Lucie : C’était pour amener de l’humour et surtout rappeler que ce n’est qu’un film. Ce n’est pas vrai ce qui est en train de se passer. Je trouvais hyper marrant de faire cette blague au milieu du clip qui a amené pour moi beaucoup d’autodérision et qui rappelait que tout cela fait partie de l’histoire. Je suis très fan de ce type de mise en scène. Ce moment en split screen m’a été inspiré par Phantom of the Paradise de Brian De Palma. Il y a cette scène magnifique dans laquelle une bombe explose et qui est elle-même un hommage au fantôme de l’opéra. 

Il semble que vous ayez entrepris un virage artistique avec la chanson l’amour et la bagarre.
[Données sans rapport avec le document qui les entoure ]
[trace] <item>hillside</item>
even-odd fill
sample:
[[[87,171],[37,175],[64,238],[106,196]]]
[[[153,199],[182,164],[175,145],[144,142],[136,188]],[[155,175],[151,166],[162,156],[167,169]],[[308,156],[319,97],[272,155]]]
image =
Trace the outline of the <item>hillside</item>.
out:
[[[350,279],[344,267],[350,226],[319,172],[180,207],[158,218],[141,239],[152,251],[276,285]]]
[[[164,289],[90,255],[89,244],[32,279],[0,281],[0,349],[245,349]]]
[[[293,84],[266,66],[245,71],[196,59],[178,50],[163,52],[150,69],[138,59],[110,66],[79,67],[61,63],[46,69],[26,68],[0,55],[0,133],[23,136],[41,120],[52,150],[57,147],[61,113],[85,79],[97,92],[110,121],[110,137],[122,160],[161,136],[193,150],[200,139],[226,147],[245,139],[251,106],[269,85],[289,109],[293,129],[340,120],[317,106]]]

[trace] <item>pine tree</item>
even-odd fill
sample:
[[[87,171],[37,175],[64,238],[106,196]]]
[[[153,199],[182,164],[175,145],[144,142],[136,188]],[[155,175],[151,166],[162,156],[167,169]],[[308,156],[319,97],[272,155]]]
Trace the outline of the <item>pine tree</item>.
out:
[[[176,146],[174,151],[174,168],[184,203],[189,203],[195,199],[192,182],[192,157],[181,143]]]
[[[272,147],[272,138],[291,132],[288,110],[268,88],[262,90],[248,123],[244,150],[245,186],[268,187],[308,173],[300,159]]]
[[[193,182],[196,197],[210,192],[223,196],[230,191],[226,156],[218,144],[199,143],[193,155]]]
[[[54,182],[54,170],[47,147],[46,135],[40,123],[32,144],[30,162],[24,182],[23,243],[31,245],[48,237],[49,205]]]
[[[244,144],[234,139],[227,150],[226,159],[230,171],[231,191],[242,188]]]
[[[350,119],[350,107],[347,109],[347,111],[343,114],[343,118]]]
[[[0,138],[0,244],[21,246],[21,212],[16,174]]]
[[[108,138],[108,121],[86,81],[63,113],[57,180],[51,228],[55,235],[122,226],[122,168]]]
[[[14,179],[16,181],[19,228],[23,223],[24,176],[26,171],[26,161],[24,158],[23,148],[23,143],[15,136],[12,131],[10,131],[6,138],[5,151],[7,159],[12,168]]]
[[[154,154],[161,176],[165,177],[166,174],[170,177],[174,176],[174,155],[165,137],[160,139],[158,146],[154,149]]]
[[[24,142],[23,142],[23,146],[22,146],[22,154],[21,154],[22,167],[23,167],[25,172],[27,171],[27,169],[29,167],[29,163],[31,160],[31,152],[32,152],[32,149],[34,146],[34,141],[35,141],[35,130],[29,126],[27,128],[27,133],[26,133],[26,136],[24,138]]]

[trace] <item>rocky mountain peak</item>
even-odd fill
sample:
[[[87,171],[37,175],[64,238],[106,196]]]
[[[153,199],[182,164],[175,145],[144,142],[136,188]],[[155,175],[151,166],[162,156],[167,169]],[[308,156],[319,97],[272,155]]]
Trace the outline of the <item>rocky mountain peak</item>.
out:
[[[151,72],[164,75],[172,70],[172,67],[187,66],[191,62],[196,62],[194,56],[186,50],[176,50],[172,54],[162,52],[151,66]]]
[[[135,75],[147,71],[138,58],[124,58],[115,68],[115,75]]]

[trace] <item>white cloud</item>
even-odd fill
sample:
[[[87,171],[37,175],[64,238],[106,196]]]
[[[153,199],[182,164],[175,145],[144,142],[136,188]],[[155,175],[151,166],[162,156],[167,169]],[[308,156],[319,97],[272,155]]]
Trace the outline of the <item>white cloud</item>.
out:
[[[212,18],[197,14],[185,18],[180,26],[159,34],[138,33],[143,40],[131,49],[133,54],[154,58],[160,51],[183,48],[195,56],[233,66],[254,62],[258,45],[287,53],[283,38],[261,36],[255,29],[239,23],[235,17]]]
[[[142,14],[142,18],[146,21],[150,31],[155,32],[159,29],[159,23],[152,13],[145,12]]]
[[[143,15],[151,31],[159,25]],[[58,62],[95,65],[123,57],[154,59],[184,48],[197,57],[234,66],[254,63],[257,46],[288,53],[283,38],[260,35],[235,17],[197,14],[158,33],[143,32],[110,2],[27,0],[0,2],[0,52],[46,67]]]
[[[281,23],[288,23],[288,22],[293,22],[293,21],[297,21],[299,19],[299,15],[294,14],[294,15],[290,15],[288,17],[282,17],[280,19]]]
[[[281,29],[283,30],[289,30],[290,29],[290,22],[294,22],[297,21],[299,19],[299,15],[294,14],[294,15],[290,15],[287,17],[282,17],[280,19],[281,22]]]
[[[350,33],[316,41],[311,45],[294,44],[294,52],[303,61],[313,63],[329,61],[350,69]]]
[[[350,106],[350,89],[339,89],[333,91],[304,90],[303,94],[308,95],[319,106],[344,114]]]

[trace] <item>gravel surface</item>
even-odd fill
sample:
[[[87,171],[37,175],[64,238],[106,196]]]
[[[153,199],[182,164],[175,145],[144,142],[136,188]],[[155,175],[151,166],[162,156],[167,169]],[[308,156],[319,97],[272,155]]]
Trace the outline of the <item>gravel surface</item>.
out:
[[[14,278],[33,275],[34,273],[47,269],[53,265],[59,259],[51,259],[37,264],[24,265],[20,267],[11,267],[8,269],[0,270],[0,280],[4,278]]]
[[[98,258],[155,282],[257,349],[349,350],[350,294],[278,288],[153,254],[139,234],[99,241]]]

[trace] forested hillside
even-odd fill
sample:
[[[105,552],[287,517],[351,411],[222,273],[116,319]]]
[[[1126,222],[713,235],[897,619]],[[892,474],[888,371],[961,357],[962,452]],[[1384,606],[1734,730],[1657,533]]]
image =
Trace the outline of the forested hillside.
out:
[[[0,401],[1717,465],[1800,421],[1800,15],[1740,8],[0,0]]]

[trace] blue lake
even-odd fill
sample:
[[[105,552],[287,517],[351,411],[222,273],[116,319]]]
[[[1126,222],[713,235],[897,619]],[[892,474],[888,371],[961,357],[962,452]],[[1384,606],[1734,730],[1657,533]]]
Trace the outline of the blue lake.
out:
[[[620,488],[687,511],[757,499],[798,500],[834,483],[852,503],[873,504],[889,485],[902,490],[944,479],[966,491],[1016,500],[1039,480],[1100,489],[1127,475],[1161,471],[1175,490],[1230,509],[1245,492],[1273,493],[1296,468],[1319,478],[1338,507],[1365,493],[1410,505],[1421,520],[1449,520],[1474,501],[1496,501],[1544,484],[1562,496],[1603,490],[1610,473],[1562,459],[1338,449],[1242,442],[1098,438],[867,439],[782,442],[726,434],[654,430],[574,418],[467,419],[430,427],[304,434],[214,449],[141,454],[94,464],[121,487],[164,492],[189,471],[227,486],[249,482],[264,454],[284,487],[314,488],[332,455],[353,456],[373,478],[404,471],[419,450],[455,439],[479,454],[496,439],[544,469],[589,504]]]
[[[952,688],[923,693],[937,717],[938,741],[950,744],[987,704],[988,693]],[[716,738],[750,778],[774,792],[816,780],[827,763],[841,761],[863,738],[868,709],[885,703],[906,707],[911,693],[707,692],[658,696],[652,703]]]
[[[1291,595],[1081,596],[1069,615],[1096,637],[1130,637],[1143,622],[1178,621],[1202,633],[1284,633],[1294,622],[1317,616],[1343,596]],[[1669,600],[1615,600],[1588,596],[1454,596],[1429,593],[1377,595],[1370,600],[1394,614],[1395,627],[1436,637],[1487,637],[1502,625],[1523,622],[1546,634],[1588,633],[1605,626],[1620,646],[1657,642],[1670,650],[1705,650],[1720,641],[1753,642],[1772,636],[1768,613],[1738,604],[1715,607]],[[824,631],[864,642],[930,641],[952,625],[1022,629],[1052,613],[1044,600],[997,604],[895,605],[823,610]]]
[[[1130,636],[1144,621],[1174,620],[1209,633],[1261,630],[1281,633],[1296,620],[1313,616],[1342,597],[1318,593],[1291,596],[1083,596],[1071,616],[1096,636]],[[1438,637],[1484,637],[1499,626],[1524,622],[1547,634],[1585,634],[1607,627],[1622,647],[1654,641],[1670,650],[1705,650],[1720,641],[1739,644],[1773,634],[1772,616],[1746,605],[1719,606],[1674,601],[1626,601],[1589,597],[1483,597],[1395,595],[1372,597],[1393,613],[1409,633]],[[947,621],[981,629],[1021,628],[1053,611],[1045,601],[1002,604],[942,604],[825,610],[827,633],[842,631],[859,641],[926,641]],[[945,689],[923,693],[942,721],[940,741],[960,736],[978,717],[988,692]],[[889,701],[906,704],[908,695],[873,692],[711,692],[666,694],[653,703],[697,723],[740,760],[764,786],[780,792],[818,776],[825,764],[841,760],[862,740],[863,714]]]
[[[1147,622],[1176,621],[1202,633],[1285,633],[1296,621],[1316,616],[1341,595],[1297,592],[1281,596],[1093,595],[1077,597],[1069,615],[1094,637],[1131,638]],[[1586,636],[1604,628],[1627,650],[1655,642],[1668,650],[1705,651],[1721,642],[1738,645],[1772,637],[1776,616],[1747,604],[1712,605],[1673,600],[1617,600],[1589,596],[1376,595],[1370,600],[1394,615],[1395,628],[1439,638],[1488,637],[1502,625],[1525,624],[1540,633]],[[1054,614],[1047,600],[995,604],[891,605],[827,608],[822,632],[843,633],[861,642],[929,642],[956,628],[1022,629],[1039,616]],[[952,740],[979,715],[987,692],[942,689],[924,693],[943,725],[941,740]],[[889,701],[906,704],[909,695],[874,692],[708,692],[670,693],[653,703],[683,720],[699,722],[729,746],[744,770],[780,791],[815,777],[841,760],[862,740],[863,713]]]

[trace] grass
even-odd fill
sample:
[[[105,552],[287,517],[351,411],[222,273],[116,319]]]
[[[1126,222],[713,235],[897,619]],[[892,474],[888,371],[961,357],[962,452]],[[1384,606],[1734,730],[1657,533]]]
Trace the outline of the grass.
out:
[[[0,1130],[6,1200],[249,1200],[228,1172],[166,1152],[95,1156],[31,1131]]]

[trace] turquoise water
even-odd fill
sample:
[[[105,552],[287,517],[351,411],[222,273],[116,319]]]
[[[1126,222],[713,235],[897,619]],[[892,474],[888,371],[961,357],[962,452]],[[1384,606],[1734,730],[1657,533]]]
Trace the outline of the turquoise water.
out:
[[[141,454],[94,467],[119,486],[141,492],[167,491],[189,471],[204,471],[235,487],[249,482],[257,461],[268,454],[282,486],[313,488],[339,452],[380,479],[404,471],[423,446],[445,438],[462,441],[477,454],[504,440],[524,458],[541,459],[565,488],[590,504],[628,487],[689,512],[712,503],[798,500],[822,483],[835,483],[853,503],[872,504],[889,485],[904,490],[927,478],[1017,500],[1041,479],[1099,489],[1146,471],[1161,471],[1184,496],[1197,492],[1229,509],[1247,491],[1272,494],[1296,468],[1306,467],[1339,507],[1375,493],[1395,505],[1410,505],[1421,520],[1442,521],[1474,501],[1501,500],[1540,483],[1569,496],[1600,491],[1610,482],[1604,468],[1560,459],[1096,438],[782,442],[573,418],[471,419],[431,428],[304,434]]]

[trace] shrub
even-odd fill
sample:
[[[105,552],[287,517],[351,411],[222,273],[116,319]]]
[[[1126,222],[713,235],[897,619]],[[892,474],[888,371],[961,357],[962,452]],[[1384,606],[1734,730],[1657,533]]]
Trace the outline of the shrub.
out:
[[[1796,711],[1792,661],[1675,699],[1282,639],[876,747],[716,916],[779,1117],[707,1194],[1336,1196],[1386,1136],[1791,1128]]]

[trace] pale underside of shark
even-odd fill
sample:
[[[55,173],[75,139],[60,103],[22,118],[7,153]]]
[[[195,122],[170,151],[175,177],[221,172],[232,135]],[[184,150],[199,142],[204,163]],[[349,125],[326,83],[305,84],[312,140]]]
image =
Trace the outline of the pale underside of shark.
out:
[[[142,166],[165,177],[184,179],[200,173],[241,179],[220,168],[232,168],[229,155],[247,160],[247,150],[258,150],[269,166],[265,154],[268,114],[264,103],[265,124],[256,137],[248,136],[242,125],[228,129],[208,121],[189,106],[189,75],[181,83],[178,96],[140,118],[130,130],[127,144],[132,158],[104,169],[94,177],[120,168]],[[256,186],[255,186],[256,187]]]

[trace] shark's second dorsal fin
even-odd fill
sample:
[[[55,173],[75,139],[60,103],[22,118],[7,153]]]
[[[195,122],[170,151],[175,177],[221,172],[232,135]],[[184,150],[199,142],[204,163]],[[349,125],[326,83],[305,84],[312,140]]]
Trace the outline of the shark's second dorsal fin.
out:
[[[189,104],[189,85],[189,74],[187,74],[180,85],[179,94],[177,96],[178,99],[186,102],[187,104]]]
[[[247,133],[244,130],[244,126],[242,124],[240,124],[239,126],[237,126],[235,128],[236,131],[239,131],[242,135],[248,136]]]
Elle contraste avec les compositions de votre premier album « I’m Not Here to Save the World ». Ce premier single affiche-t-il la tonalité de votre prochain album ?

Max : Une des tonalités. C’est un album qui a été composé à partir de l’époque covid. Il y a eu des ruptures, beaucoup de désarroi dans sa création, mais aussi énormément ce sentiment d’appartenance à une famille en ce qui nous concerne.

Rebecca : C’est un album qui parle beaucoup d’amitié comme remède.    

Manu : Même si on joue du rock on écoute plein de trucs, d’autres styles avec beaucoup d’auto-tune donc logiquement on voulait l’utiliser parce qu’on aime ça. Ce n’est pas une démarche consciente de modernisation, on fait juste le son qu’on a envie d’écouter. Je trouve que ça manque dans le rock d’avoir des sonorités un peu plus diverses. 

Max : Les rappeurs se mettent grave à faire des trucs plus rock, sauf que les rockeurs se limitent. On est contre le cloisonnement et pour nous il n’y a aucune règle. Il y a d’autres morceaux sur l’album où on part sur des styles qu’on n’avait jamais arborés auparavant.

Rebecca : L’album sort au printemps 2024. On va faire un grand concert à La Machine du Moulin Rouge le 23 mai, puis une tournée suivra.